As a spectacular sunset painted the oceanfront courtyard in myriad colors, Kenny Loggins played a very special concert consisting of some of his biggest hit songs. Convention attendees sampled wines from across California while Loggins serenaded them. Tourists passing through the open courtyard were astounded to see the pop star playing for the intimate gathering and took copious selfies. Loggins told an endearing anecdote about his hit song, “House at Pooh Corner.” He had written the song, but Disney didn’t want his band at the time (Nitty Gritty Dirt Band) to record it as they had acquired the rights to the Winnie The Pooh story. I was going out on a date one night, and I mentioned the song to my girlfriend, "I'm bummed tonight because I thought I had my first song recorded, and it's not gonna happen. The Disney lawyers put the kibosh on it." She looked at him and said, "Disney lawyers? Let me talk to my daddy about that." I did not know that I was dating the daughter of the CEO of the Disney corporation Loggins shared gleefully.

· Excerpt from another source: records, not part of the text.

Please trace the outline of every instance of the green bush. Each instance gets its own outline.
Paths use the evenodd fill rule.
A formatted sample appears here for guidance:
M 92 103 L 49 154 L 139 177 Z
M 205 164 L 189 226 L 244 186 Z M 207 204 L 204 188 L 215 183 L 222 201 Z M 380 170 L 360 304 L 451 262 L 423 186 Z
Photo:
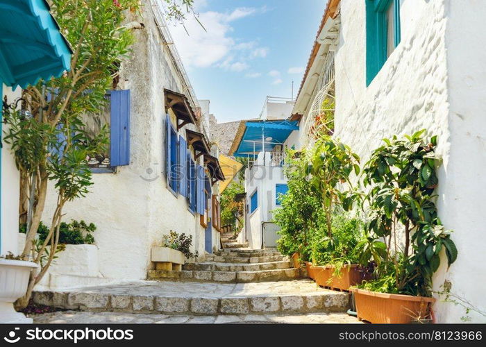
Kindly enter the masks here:
M 26 224 L 21 224 L 19 232 L 26 233 Z M 71 221 L 71 223 L 62 222 L 59 226 L 59 244 L 92 244 L 94 237 L 92 232 L 97 227 L 92 223 L 87 224 L 84 221 Z M 37 229 L 39 240 L 44 242 L 49 235 L 49 228 L 40 222 Z

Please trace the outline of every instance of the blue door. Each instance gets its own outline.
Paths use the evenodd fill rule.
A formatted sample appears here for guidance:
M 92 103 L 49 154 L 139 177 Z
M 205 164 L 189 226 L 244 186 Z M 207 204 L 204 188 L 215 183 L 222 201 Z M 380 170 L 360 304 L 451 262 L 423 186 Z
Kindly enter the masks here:
M 204 232 L 204 249 L 208 253 L 212 253 L 212 228 L 211 225 L 212 224 L 212 220 L 211 219 L 212 212 L 211 209 L 212 208 L 211 204 L 211 183 L 209 182 L 208 177 L 206 178 L 205 183 L 205 194 L 206 199 L 206 209 L 208 211 L 208 226 L 206 226 L 206 231 Z

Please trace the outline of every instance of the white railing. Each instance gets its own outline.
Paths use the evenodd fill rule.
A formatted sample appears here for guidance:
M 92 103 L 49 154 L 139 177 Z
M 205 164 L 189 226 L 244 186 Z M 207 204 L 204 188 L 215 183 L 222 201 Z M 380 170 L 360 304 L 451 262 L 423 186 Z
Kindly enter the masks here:
M 312 146 L 319 135 L 333 130 L 335 109 L 334 74 L 334 52 L 330 51 L 314 90 L 311 107 L 305 115 L 301 137 L 303 148 Z

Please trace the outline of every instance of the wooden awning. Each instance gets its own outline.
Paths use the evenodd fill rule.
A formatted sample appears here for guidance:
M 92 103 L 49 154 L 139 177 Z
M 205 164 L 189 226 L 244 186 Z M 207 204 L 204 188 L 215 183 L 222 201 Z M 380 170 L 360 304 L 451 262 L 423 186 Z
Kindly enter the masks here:
M 209 173 L 211 174 L 211 185 L 214 185 L 218 180 L 224 180 L 224 175 L 223 170 L 221 169 L 218 158 L 209 154 L 205 154 L 204 164 L 208 167 Z
M 186 139 L 187 140 L 187 146 L 192 146 L 194 151 L 197 152 L 196 153 L 196 159 L 199 158 L 201 155 L 211 153 L 209 144 L 208 144 L 204 134 L 186 129 L 185 135 Z
M 177 130 L 178 130 L 186 124 L 195 124 L 196 116 L 189 101 L 183 94 L 164 90 L 165 95 L 165 112 L 171 108 L 177 117 Z

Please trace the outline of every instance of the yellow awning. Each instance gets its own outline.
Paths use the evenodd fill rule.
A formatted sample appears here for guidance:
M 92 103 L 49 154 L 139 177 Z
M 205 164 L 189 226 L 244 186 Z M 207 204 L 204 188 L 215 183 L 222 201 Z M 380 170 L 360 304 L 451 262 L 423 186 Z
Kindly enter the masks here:
M 243 167 L 243 164 L 229 157 L 219 155 L 219 165 L 221 165 L 221 169 L 225 178 L 225 180 L 219 183 L 219 193 L 222 193 L 238 171 Z

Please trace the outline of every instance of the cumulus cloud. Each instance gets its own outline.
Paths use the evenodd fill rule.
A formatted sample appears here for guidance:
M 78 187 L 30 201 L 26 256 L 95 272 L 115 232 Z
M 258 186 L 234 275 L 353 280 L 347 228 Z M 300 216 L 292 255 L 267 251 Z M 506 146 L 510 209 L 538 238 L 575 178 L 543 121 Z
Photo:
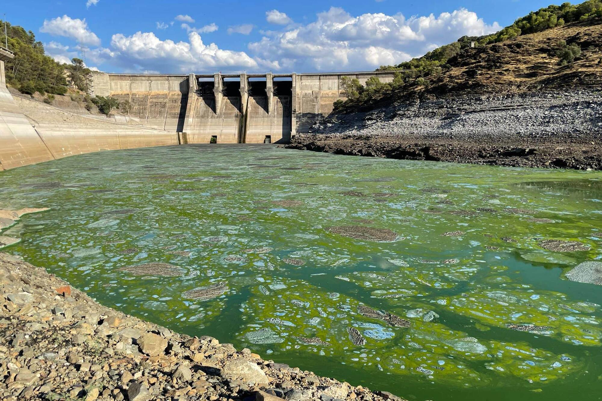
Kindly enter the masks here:
M 243 23 L 241 25 L 234 25 L 228 28 L 228 33 L 229 35 L 232 34 L 249 35 L 253 31 L 253 28 L 254 26 L 252 23 Z
M 71 59 L 78 57 L 76 49 L 54 41 L 44 43 L 44 51 L 46 54 L 58 63 L 71 64 Z
M 265 11 L 265 20 L 270 23 L 275 23 L 278 25 L 286 25 L 293 22 L 293 20 L 288 16 L 278 10 Z
M 73 19 L 64 15 L 50 20 L 44 20 L 44 24 L 40 28 L 40 32 L 70 38 L 86 44 L 99 46 L 101 44 L 101 40 L 96 34 L 88 29 L 85 19 Z
M 82 37 L 86 32 L 93 35 L 87 30 L 85 20 L 72 20 L 66 16 L 63 18 L 67 19 L 62 30 L 54 26 L 55 20 L 45 21 L 43 28 L 69 37 Z M 178 16 L 176 19 L 182 18 L 194 20 L 189 16 Z M 200 34 L 217 31 L 215 23 L 194 28 L 183 22 L 181 27 L 188 32 L 187 40 L 160 39 L 150 32 L 116 34 L 108 48 L 93 47 L 87 51 L 86 55 L 94 63 L 106 64 L 107 69 L 110 66 L 113 70 L 128 72 L 372 70 L 421 56 L 464 35 L 484 35 L 500 29 L 497 23 L 488 24 L 465 8 L 438 16 L 406 18 L 401 14 L 353 16 L 343 8 L 332 7 L 317 14 L 315 20 L 307 24 L 293 23 L 285 14 L 274 10 L 266 13 L 266 20 L 281 26 L 261 31 L 262 37 L 249 43 L 247 52 L 205 44 Z M 79 22 L 79 29 L 67 28 L 70 24 L 77 25 L 75 22 Z M 160 24 L 157 26 L 163 28 Z M 251 24 L 233 26 L 228 28 L 228 33 L 249 35 L 254 28 Z M 67 58 L 66 52 L 72 51 L 57 50 L 52 54 Z
M 54 41 L 48 43 L 44 43 L 44 50 L 46 54 L 58 63 L 70 64 L 71 64 L 72 58 L 79 58 L 80 57 L 78 51 L 81 50 L 81 49 L 78 46 L 71 47 Z M 93 62 L 94 61 L 93 61 Z M 84 65 L 92 71 L 99 70 L 96 67 L 87 66 L 85 63 Z
M 331 7 L 315 22 L 264 32 L 249 49 L 259 57 L 276 58 L 283 68 L 314 70 L 373 69 L 398 64 L 464 35 L 484 35 L 500 29 L 488 25 L 465 8 L 438 16 L 367 13 L 353 16 Z
M 215 43 L 205 44 L 196 32 L 188 34 L 188 41 L 161 40 L 150 32 L 137 32 L 131 36 L 113 35 L 111 44 L 115 60 L 123 66 L 135 64 L 141 70 L 189 73 L 193 71 L 259 70 L 265 64 L 244 52 L 219 49 Z
M 187 14 L 186 15 L 182 15 L 181 14 L 177 15 L 176 16 L 175 19 L 176 20 L 182 21 L 182 22 L 190 22 L 190 23 L 194 23 L 194 20 L 193 19 L 193 17 Z
M 208 25 L 205 25 L 201 28 L 193 28 L 187 23 L 182 23 L 180 26 L 182 29 L 186 29 L 186 32 L 190 33 L 191 32 L 196 32 L 197 34 L 208 34 L 212 32 L 215 32 L 219 29 L 219 26 L 216 25 L 215 23 L 211 23 Z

Welsh singer-songwriter Judith Owen, fresh off a tour opening for Brian Ferry, closed the convention with a haunting set of tunes, combining elements of jazz, pop and blues music. Now hailing from New Orleans, the influences of the Big Easy could be heard in her music. The singer-keyboardist was backed up by a talented percussionist and three-piece string section that gave an intriguing dimension to her performance.